Order, Supreme Court, Bronx County (Dominic R. Massaro, J.), entered March 17, 2009, which denied the motion of defendant Frank Bee Stores, Inc. (FBS) for summary judgment dismissing the complaint and all cross claims as against it, unanimously reversed, on the law, without costs, and the motion granted. The Clerk is directed to enter judgment in favor of FBS dismissing the complaint and all cross claims as against it.
Published by New York State Law Reporting Bureau pursuant to Judiciary Law § 431.
This opinion is uncorrected and subject to revision before publication in the Official Reports.
Mazzarelli, J.P., Sweeny, Catterson, Acosta, Abdus-Salaam, JJ.
Plaintiff was injured when she tripped and fell on a sidewalk in front of commercial property. The area of the sidewalk on which the accident occurred was used as a driveway that led into a parking lot.

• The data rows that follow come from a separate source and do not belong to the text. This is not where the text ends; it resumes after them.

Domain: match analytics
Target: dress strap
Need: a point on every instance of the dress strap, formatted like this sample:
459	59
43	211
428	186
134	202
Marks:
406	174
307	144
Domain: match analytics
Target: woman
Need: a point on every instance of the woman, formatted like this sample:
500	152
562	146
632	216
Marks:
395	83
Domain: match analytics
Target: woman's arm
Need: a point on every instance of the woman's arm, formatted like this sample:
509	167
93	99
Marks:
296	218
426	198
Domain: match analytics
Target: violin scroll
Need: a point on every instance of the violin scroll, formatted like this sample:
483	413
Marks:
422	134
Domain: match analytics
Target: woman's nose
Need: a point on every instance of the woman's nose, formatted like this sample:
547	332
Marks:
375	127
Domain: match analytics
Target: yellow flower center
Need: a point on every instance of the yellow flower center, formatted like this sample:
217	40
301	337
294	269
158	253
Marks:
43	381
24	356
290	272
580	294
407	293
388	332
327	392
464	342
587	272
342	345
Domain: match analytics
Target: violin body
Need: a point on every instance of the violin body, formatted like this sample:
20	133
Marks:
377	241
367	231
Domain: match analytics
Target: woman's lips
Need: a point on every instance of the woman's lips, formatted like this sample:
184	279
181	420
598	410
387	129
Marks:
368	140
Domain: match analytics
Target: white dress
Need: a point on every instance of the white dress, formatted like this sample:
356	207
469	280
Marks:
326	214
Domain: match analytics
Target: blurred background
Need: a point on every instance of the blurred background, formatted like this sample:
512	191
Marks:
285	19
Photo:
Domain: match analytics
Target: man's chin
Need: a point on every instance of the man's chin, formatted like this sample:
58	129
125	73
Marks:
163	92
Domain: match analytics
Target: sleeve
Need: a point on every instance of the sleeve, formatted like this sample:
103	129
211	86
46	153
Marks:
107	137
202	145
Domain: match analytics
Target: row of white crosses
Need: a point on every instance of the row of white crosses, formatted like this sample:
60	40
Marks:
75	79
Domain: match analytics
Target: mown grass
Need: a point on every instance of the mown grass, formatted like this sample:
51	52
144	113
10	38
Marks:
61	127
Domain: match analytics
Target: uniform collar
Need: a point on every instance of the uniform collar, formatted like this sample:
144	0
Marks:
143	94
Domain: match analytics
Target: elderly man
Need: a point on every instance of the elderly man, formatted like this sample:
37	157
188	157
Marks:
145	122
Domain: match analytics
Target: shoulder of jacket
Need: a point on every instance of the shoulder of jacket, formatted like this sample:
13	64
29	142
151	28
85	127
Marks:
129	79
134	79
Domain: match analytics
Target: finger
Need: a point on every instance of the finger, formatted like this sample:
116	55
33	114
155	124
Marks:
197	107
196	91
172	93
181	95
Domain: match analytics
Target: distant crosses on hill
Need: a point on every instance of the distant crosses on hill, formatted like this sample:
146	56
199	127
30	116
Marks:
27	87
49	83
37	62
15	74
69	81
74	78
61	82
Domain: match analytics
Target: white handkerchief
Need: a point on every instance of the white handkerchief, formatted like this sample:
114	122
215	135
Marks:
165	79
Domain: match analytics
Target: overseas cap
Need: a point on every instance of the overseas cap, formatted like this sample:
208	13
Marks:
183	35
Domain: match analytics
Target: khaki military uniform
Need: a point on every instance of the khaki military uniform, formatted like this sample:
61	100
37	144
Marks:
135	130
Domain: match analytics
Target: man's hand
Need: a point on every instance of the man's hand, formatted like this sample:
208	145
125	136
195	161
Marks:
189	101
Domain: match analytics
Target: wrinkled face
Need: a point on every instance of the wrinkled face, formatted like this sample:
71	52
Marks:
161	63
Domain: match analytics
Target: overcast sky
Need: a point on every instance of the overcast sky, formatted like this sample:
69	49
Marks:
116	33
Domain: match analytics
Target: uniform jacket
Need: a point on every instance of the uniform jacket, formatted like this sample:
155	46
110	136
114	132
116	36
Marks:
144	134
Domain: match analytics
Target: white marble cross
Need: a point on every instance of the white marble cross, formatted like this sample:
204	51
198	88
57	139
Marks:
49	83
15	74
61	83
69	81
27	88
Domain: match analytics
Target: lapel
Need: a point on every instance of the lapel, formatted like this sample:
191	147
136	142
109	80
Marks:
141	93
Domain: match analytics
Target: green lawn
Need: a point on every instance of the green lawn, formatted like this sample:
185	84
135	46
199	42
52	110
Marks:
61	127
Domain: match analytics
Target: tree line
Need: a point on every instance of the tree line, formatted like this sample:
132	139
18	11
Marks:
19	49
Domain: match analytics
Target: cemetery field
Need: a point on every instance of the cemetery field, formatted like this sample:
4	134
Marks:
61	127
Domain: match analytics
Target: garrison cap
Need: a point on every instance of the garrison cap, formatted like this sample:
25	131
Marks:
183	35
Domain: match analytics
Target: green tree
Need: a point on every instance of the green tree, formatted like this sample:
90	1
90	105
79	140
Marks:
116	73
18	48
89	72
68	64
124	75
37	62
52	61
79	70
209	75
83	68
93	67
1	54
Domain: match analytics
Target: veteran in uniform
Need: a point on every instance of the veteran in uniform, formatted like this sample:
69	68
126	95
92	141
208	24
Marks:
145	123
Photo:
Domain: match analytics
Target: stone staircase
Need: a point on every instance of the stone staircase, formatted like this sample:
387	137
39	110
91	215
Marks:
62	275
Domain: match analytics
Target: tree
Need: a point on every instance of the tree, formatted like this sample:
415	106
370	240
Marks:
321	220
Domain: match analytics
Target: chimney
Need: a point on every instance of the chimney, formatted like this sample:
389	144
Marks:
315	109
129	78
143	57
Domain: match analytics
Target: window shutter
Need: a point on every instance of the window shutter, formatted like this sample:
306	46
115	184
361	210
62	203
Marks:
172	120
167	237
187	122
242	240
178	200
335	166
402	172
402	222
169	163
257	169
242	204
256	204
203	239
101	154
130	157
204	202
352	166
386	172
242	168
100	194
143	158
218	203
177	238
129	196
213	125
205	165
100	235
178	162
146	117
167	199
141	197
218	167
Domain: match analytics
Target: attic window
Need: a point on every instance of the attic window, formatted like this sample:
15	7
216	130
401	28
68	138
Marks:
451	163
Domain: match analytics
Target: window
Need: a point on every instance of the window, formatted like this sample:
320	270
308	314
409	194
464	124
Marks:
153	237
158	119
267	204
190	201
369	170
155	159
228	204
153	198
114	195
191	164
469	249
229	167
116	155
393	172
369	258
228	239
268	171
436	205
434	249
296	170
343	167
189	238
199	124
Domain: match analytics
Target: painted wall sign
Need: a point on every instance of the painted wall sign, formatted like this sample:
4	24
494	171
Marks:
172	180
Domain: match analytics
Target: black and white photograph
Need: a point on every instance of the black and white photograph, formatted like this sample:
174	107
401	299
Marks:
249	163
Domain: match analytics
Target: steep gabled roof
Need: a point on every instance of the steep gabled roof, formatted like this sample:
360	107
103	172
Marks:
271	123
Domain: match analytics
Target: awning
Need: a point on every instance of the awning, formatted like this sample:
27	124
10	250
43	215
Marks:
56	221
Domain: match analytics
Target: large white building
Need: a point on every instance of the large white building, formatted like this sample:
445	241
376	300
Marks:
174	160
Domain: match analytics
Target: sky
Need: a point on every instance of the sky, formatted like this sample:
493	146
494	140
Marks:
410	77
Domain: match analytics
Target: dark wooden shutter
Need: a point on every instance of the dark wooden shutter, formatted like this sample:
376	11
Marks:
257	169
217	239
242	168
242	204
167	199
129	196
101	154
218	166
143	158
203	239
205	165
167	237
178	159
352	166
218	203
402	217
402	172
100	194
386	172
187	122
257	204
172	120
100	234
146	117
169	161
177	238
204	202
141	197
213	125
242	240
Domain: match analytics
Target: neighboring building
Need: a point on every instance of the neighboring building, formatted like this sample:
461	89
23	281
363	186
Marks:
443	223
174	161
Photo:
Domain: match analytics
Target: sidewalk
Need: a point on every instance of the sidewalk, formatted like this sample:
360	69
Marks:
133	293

The complaint as against FBS should have been dismissed. FBS showed that it did not make special use of the sidewalk as it demonstrated that two separate non-party corporations owned and used the parking lot, and plaintiff did not raise a question of fact on this point. Nor should the corporate form of FBS be disregarded to find that it indeed made special use of the sidewalk. There is no evidence in the record to suggest that FBS dominated either the corporation that owns the parking lot or the corporation that uses it. Nor is there any showing that any such domination has been used to commit fraud. Finally, there is no evidence that either of the corporations is the alter ego of FBS (see e.g. WorldCom, Inc. v Arya Intl. Communications Corp., 295 AD2d 101 , lv denied 98 NY2d 614 ).
FBS should not be equitably estopped from denying special use of the subject sidewalk area on the basis of a delay between the time that it was identified as a party defendant and the time its principal was deposed, revealing that a non-defendant corporation owns the lot. Plaintiff has not changed a position, a necessary element of equitable estoppel (see Hay Group v Nadel, 170 AD2d 398, 400 ). Moreover, even assuming that it was implicitly represented that FBS owned or used the parking lot, plaintiff could not have reasonably relied on this, since the parking lot bore a large, plainly visible sign identifying the corporation that used it (see e.g. Walker v New York City Health & Hosps. Corp., 36 AD3d 509, 510 ).
Plaintiff's arguments for affirmance on the basis of CPLR 3212(b) or General Business Law § 133 were not raised before the motion court, and in any event, are unavailing.
THIS CONSTITUTES THE DECISION AND ORDER OF THE SUPREME COURT, APPELLATE DIVISION, FIRST DEPARTMENT.